Content:
Hook: Lost in the maze of the administration, a citizen remains stranded for three months, unable to obtain a simple driver’s license. A journey into the Kafkaesque absurdity of public service.
The extraordinary case of Mr. Dupont, an honest citizen, has become the perfect illustration of the infernal labyrinth that administration can sometimes turn out to be. Mr. Dupont, in his sixties, simply set out to renew his driver’s license. Three months later, he is still waiting, chasing after documents lost in the twists and turns of public services, despite his consistent efforts to comply with administrative requirements.

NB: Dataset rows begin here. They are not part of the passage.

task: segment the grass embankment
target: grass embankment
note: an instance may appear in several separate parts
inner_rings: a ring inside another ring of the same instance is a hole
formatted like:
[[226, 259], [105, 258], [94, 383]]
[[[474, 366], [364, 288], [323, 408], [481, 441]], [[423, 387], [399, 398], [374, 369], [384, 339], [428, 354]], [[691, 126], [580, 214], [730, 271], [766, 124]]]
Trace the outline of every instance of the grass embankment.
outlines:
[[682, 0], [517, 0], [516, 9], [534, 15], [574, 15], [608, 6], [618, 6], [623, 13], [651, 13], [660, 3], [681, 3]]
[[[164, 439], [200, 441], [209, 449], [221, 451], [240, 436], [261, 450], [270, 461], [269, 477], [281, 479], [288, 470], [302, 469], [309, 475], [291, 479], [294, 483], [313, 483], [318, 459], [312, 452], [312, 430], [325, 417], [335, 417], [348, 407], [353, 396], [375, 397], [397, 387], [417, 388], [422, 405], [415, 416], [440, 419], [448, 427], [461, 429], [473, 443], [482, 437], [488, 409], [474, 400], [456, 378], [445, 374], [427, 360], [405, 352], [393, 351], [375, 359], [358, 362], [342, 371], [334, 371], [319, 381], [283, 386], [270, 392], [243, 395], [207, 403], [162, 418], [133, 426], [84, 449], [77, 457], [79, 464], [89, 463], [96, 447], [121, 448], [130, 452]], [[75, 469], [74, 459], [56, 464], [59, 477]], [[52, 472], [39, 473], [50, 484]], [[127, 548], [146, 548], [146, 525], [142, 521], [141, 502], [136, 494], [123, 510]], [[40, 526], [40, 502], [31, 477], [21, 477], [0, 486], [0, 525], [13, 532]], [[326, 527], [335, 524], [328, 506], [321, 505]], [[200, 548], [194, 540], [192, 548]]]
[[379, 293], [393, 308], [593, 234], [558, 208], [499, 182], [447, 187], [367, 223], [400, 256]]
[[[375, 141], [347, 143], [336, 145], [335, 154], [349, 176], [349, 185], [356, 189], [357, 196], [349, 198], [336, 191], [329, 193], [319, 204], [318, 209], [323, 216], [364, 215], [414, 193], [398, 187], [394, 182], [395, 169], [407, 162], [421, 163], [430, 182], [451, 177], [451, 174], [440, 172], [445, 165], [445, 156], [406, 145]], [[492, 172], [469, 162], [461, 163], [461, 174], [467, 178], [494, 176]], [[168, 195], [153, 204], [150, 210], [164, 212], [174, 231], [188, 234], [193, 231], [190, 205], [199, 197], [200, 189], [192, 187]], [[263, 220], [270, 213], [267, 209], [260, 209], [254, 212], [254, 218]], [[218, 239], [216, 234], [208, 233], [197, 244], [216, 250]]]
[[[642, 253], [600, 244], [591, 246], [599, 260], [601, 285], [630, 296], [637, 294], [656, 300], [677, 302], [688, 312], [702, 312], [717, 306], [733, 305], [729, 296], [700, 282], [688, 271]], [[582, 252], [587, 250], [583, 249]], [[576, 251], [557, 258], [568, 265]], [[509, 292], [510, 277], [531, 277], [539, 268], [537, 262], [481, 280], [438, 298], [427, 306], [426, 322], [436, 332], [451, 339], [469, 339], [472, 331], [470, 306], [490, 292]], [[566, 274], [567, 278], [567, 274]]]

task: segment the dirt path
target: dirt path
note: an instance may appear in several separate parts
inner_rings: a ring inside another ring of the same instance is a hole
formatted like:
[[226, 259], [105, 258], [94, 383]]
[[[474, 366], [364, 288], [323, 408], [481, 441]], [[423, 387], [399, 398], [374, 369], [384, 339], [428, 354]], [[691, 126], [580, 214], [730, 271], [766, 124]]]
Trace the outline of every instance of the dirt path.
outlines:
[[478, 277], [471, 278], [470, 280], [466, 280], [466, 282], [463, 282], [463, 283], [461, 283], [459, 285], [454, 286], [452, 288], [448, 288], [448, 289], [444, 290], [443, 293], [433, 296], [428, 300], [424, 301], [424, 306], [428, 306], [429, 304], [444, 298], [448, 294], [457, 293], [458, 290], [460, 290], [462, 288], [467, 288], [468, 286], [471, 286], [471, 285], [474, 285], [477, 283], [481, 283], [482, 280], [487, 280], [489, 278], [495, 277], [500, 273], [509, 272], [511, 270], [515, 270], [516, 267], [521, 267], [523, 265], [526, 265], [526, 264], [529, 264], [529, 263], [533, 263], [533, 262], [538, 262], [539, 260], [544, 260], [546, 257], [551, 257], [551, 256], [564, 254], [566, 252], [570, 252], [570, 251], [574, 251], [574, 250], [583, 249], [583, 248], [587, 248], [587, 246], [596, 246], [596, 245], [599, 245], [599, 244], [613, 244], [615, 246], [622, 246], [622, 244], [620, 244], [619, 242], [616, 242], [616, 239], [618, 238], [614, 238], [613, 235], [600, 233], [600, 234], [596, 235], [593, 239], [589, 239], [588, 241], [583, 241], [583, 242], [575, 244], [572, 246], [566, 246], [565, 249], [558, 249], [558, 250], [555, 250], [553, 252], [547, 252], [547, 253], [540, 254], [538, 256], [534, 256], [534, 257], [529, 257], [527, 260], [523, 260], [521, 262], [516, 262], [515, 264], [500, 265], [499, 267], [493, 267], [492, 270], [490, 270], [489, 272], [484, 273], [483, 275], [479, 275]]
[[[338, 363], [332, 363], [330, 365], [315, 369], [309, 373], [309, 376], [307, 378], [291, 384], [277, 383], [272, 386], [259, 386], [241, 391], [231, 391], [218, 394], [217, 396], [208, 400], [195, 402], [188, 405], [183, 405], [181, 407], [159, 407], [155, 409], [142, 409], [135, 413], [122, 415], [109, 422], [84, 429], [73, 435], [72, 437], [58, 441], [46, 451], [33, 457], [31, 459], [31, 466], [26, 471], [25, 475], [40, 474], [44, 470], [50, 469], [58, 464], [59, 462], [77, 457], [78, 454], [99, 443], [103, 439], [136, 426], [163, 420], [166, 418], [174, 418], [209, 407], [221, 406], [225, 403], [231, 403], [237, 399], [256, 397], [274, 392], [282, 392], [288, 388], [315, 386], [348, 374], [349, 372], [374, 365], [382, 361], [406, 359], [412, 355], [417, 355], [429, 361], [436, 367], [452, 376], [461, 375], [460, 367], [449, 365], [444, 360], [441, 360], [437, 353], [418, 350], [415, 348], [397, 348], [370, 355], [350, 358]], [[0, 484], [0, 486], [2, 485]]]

The story began when Mr. Dupont went to the local driver’s license office to submit his application. After providing all the required documents, he was informed that he needed to provide an additional form, the infamous ‘Form X72bis’ which, of course, was not mentioned on the initial list of required documents.
Mr. Dupont then embarked on an endless quest to find and fill out the precious document. Every office he visited sent him to another, every agent he met was sure they were not the right contact for the infamous form. “The most absurd part is that each office I visited was located on the other side of town from the previous one. It seemed like they wanted to put as many kilometers as possible between me and that form. At one point, I was almost convinced the form was just a myth!” laments Mr. Dupont.
Mr. Dupont’s Kafkaesque situation is much more than an anachronism in our modern age, with its frantic technologies. It is a revealing caricature of our institutions, a mirror held up to our administration that often seems more inclined to lose the citizen in a maze of complexities than to make their lives easier. Let us not forget this apocryphal quote attributed to Kafka himself: “The labyrinth of administration is a gigantic machine, whose builder no one remembers, how it works, or how to escape it.”